Ein ausgelassener Abend findet so ein abruptes Ende. Auf dem Weg zum Zimmer streiten sich in Sophias Bauch das dritte Bier mit den zwei Korn um den Platz im Magen und zusammen vernebelten sie ihr den Kopf. Die kleine Gesellschaft aus dem Sportraum schlurft zügig aber leise über die Wiese zum Kloster und dann den Korridor entlang, denn die erboste Nonne passt genau auf und keinen dürstet es danach sie mehr zu verärgern.

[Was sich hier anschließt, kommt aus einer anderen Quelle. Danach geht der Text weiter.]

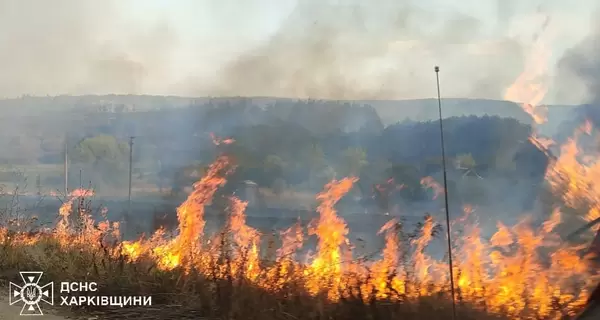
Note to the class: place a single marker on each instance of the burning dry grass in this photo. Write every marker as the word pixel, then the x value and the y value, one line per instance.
pixel 522 272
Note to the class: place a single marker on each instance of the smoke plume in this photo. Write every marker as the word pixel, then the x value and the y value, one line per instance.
pixel 374 50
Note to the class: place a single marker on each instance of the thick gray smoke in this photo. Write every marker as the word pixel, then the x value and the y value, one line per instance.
pixel 374 50
pixel 579 69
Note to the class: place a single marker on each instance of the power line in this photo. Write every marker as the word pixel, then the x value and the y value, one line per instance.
pixel 451 267
pixel 130 173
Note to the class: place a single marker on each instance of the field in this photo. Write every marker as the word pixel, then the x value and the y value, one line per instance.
pixel 239 273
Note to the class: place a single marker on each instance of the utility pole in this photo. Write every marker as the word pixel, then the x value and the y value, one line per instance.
pixel 66 167
pixel 450 266
pixel 130 174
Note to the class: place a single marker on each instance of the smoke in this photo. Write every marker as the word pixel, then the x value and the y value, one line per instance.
pixel 579 69
pixel 383 49
pixel 366 50
pixel 71 47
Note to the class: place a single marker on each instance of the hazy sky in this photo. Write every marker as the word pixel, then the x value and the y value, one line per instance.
pixel 299 48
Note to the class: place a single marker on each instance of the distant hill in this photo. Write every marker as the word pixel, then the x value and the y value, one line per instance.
pixel 33 127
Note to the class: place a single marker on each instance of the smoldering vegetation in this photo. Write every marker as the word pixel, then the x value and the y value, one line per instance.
pixel 290 149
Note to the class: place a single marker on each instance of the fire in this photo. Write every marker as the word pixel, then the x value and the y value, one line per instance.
pixel 326 270
pixel 524 271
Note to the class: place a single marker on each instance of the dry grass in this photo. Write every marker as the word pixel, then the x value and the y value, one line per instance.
pixel 179 295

Das Bier hat sich unterdessen mit dem Korn geeinigt und sie verlangen sofortige Entlassung aus dem Magen. Sophia würde sich gerne mit den anderen in Richtung Zimmer bewegen, doch der innere Druck ist stärker: „Bis zum Raum schaffe ich es nicht mehr, ohne eine tropfende Spur zu hinterlassen, aber hier war irgendwo eine Toilette“, denkt sie leicht panisch. Laut murmelt sie etwas von „Komme gleich nach“ und die Gruppe zieht weiter.
Die Schritte verhallen, jetzt ist sie allein im langen, dunklen Flur. Alle 5 Meter brennt eine einsame Kerze in einer Schale und lässt Schemen gespenstisch auf den Wänden tanzen. Das fahle Licht des Vollmondes scheint von draußen herein. Ihm gelingt mühelos das Kunststück, die Schatten weiter zu vertiefen. Die Glocken im Turm schlagen zur halben Stunde.

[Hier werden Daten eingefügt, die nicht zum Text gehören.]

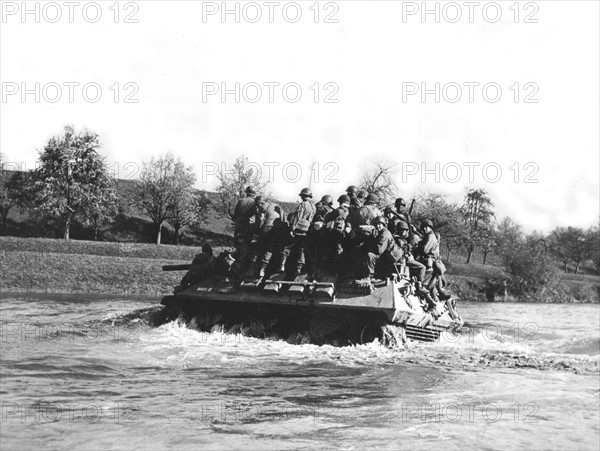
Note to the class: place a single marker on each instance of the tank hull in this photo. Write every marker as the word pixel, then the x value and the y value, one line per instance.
pixel 312 312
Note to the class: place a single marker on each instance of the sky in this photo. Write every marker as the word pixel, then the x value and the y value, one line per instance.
pixel 495 95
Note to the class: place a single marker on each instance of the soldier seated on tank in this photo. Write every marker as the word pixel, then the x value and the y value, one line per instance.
pixel 202 267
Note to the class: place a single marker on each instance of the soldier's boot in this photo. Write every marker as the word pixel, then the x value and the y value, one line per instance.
pixel 298 269
pixel 261 272
pixel 430 303
pixel 443 294
pixel 421 291
pixel 282 265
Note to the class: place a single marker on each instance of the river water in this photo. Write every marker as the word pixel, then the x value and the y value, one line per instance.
pixel 82 372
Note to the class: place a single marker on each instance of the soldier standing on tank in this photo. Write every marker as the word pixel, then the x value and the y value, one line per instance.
pixel 366 214
pixel 406 242
pixel 244 212
pixel 428 253
pixel 381 248
pixel 341 211
pixel 269 228
pixel 299 225
pixel 324 206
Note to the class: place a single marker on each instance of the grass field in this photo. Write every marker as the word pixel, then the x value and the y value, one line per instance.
pixel 59 266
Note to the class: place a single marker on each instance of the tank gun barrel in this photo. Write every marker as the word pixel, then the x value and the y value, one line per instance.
pixel 177 267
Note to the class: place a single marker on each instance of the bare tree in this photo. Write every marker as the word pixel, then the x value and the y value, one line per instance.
pixel 379 180
pixel 164 187
pixel 478 214
pixel 233 182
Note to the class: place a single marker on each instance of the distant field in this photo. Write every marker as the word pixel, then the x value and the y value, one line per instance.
pixel 103 248
pixel 53 265
pixel 59 266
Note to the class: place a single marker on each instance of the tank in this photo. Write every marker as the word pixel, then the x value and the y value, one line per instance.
pixel 327 311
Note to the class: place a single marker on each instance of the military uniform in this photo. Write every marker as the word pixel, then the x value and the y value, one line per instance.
pixel 244 212
pixel 299 226
pixel 382 250
pixel 269 232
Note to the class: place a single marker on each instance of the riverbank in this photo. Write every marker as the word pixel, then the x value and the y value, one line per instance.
pixel 43 265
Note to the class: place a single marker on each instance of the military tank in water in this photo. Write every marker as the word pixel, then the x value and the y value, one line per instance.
pixel 330 310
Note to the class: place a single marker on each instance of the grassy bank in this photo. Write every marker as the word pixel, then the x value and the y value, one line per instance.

Sophia tastet sich langsam und vorsichtig an der Wand entlang: „Eine von den Türen sollte eine Toilette sein.“ Diese seltsame Ahnung von Gefahr, die sie bereits vor dem Kloster gespürt hatte, ist wieder da. Bis eben war es ein Rosamunde-Pilcher-Film. Kommt jetzt der Horror? Eine unerwartete Wendung wie in „From Dusk till Dawn“? Still spürt sie tief in sich hinein: Das Herz ist verzagt, der Bauch beschäftigt, der Kopf dösig aber die Ohren sind auf vollem Empfang.

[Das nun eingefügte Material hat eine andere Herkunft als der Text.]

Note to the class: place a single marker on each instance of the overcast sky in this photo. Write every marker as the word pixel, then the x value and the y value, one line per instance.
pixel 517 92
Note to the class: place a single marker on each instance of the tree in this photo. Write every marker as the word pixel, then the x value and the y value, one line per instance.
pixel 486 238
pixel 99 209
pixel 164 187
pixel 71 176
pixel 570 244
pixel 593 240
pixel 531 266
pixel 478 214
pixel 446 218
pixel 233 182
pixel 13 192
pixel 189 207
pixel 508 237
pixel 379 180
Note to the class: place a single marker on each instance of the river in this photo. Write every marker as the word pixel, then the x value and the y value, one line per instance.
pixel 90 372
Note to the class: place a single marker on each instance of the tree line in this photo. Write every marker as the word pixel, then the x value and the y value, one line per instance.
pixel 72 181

War da ein Geräusch? Entsetzen kriecht ihre Wirbelsäule hoch und macht sie schlagartig nüchtern: „Wer oder was kann das sein, um diese Uhrzeit? Alle Lichter sind gelöscht, die anderen Gäste längst im Bett.“ Sophia wagt kaum zu atmen und lauscht weiterhin angestrengt: Schlurfende Schritte und ein röchelnder Atem, irgendwo im Flur hinter ihr um die Ecke herum. Woher kommt das? Hatte die Nonne die Tür zum Garten nicht fest abgeschlossen? Sie vermag es nicht zu sehen, aber hört und riecht eine Präsenz. Ein Hauch von Schlick schiebt sich durch die Flure, gepaart mit einer fischigen Note, geschwenkt in Tod und Verderben. Die leichte Panik läuft jetzt zu Hochform auf. Rot glühend sticht sie in Sophias Bauch, tobt wild und heiß darin herum und löst die Starre. Die Toilette! Nur weg aus diesem Flur.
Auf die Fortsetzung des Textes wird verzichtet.